The right-wing noise machine is all atwitter about the decision by the Dr. Seuss estate to stop selling six books that it decided included racial and ethnic stereotypes that are “hurtful and wrong.” It’s all part of the ginned up outrage over so-called “cancel culture.”
But over the years, it’s been right-wing zealots who have tried to ban some of the most popular books for children and young adults. Here are some examples:
THE HARRY POTTER SERIES
Some of the most prominent right-wing evangelicals __ including Focus on the Family’s James Dobson, Pat Robertson and Jerry Falwell _ attacked J.K. Rowling’s Harry Potter books because of the references to magic and witchcraft, curses and spells and characters using “nefarious means” to attain their goals.

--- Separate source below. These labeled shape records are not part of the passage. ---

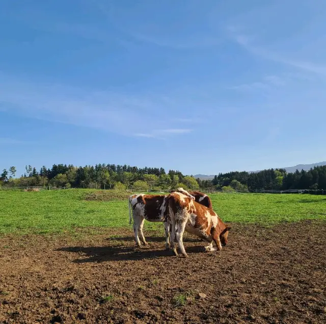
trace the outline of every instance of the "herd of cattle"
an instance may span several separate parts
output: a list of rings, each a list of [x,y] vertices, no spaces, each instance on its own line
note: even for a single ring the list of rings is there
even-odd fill
[[[130,224],[131,210],[138,246],[141,246],[139,232],[143,243],[147,244],[143,233],[145,219],[164,222],[166,247],[172,248],[176,255],[178,255],[175,245],[176,237],[182,254],[187,256],[182,241],[184,231],[208,242],[209,244],[204,247],[206,251],[215,251],[213,241],[219,251],[227,243],[231,228],[213,210],[209,197],[202,192],[188,192],[179,188],[167,195],[133,194],[129,198]]]

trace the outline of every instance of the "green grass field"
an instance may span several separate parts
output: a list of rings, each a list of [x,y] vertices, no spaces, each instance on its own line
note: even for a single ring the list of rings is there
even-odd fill
[[[22,192],[0,191],[0,234],[45,234],[73,231],[76,228],[129,227],[128,194],[108,193],[105,199],[85,200],[96,190]],[[103,191],[104,193],[108,191]],[[304,219],[326,220],[326,197],[304,194],[216,193],[214,210],[225,222],[266,225]],[[145,228],[162,230],[146,222]]]

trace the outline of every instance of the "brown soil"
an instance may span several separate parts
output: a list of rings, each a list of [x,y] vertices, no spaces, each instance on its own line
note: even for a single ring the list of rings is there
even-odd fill
[[[131,230],[3,237],[0,322],[325,323],[325,233],[233,224],[219,252],[186,236],[187,259],[158,236],[137,249]]]

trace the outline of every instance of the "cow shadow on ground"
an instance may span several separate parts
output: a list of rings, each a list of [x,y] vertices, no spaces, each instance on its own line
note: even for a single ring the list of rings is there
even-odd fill
[[[165,242],[165,237],[164,236],[145,236],[145,237],[146,241],[150,243],[151,242]],[[115,236],[111,236],[105,239],[107,241],[117,241],[121,242],[130,242],[134,241],[134,237],[133,236],[125,236],[116,237]],[[200,241],[198,238],[193,238],[184,237],[184,242],[199,242]]]
[[[185,248],[187,253],[203,253],[202,246],[185,246]],[[141,248],[135,246],[68,246],[56,251],[80,255],[79,258],[72,261],[75,263],[135,261],[175,256],[171,250],[153,250],[150,245]],[[177,251],[179,252],[178,249]]]

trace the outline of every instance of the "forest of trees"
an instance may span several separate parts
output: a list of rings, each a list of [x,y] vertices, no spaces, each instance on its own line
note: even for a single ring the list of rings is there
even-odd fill
[[[179,171],[166,172],[162,168],[138,168],[129,165],[96,164],[76,167],[53,164],[43,166],[38,171],[31,165],[16,177],[16,169],[4,169],[0,175],[0,186],[47,186],[65,188],[106,189],[184,189],[237,190],[286,190],[289,189],[326,190],[326,166],[309,171],[297,170],[287,173],[284,169],[269,169],[256,172],[246,171],[219,173],[212,180],[196,179]]]

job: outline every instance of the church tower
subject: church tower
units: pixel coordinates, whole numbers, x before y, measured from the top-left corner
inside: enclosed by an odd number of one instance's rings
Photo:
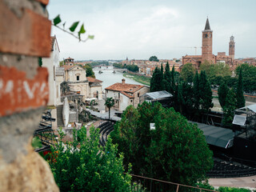
[[[229,55],[232,58],[232,62],[234,62],[234,38],[233,35],[230,37]]]
[[[207,18],[205,30],[202,31],[202,62],[205,61],[214,62],[213,57],[213,31],[210,30]]]

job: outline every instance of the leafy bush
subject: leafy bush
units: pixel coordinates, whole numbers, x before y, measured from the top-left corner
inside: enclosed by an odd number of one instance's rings
[[[218,189],[219,192],[250,192],[250,190],[244,189],[244,188],[234,188],[230,186],[220,186]]]
[[[90,128],[90,138],[86,129],[74,130],[74,141],[56,145],[55,155],[49,161],[55,182],[61,191],[129,191],[131,176],[124,174],[123,157],[117,158],[117,146],[106,143],[105,151],[98,145],[98,129]],[[78,140],[79,138],[79,142]]]

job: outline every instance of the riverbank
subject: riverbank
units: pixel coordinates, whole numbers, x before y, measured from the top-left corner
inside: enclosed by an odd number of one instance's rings
[[[150,78],[146,78],[144,76],[140,76],[138,74],[132,74],[128,73],[123,74],[122,75],[126,78],[133,79],[135,82],[140,82],[143,85],[150,86],[150,79],[151,79]]]

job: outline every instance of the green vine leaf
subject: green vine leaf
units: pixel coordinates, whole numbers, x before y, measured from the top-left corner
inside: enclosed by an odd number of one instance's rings
[[[88,38],[94,39],[94,35],[88,35]]]
[[[74,32],[77,26],[78,26],[79,22],[74,22],[72,26],[70,27],[70,30]]]
[[[81,40],[81,34],[85,34],[85,33],[86,33],[86,30],[85,30],[85,27],[83,26],[83,23],[82,23],[82,26],[80,27],[80,30],[78,32],[79,40]]]
[[[57,26],[61,22],[62,22],[62,19],[61,19],[59,14],[58,14],[57,17],[54,18],[54,25]]]

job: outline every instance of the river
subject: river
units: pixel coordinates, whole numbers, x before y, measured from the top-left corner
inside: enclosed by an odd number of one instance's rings
[[[117,71],[115,74],[113,73],[114,68],[113,66],[108,66],[108,69],[110,70],[106,70],[106,66],[102,66],[101,69],[98,69],[98,67],[94,68],[94,71],[95,73],[96,78],[98,80],[102,81],[102,90],[105,88],[116,83],[116,82],[122,82],[122,79],[124,78],[126,79],[126,83],[130,83],[130,84],[137,84],[137,85],[142,85],[142,83],[139,83],[138,82],[135,82],[133,79],[127,78],[122,76],[122,72]],[[98,71],[101,70],[102,74],[99,74]]]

Some Christian fundamentalists tried to ban the books from public schools and libraries. In December 2001, the pastor of Christ Community Church in Alamogordo, New Mexico, denounced Rowling’s works as a “masterpiece of Satanic deception” as parishioners burned dozens of Harry Potter books and other literature they found offensive.
”A WRINKLE IN TIME”
Madeleine L’Engle’s book has been frequently challenged by religious conservatives. In 1985, a parents’ group at an elementary school in Polk City, Florida, tried but failed to get the book banned on the grounds that it “opposes Christian beliefs and teaches occult practices.
In an interview with the New York Times in 2001, L’Engle said, “It seems people are willing to damn the book without reading it. Nonsense about witchcraft and fantasy. First I felt horror, then anger, and finally I said, ‘Ah the hell with it.’ It’s great publicity, really.”
”THE LORAX” by DR. SEUSS
Did you think the right would give Dr. Seuss a pass? In 1989, a public school in Laytonville, California, banned “The Lorax” after a group of parents bought a newspaper ad to complain that teachers were brainwashing their children with the Dr. Seuss book to think negatively about mass logging.
The National Wood Flooring Manufacturers’ Association actually put out an illustrated parody of “The Lorax” titled “The Truax” in an effort to show children the need for foresting.
”CHARLOTTE’S WEB” and “WINNIE THE POOH”
A parent’s group in Kansas in 2005-2006 tried to get both “Charlotte’s Web” and “Winnie the Pooh” banned because they considered the talking animals in both books to be a religious abomination, an “insult to God.”
”AND TANGO MAKES THREE”
Christian conservatives have called for the banning of any children’s book considered to have LGBTQ content, such as “A Day in the Life of Marlon Bundo” and “I Am Jazz.”
The American Library Association said that from 2006 to 2010, the most frequently challenged book was “And Tango Makes Three,” a 2005 children’s picture book written by a gay couple Peter Parnell and Justin Richardson and illustrated by Henry Cole.
It’s based on a true story about two male penguins at the Central Park Zoo who are given an egg which they help hatch and then together raise the female chick named Tango. It stirred outrage among the religious right in culture war debates over same-sex marriage, adoption and homosexuality in animals.
Focus on the Family education analyst Candi Cushman denounced the penguin love story: “It’s very misleading, and it’s a very disingenuous, inaccurate way to promote a political agenda to little kids.”
“ANNE FRANK: THE DIARY OF A YOUNG GIRL”
Surprisingly the poignant diary of a young Jewish girl who spent two years hiding from the Nazis with her family and others in a cramped secret annex in an Amsterdam office building often shows up on banned book lists. A Virginia school banned the diary because of its “sexual content and homosexual themes.” In 1983, four members of the Alabama State Textbook Committee called for the book's rejection because it is "a real downer."
”WHERE’S WALDO?”
According to the American Library Association, “Where’s Waldo” was one of the most frequently challenged books in the 1990s. So what was the problem? The original 1987 edition was actually banned in some places because of a topless female sunbather in the beach scene. The side of her breast measuring 1/16 of an inch could be seen. In later editions of the book, the sunbather was given a bathing suit top.
”BROWN BEAR, BROWN BEAR, WHAT DO YOU SEE?
Only in Texas. The Texas State Board of Education briefly banned this classic illustrated children’s book in 2010 because of a case of mistaken identity. It confused its author, Bill Martin Jr., with philospher Bill Martin, author of such books as “Ethical Marxism: The Categorical Imperative of Liberation.” The two Martins were not related.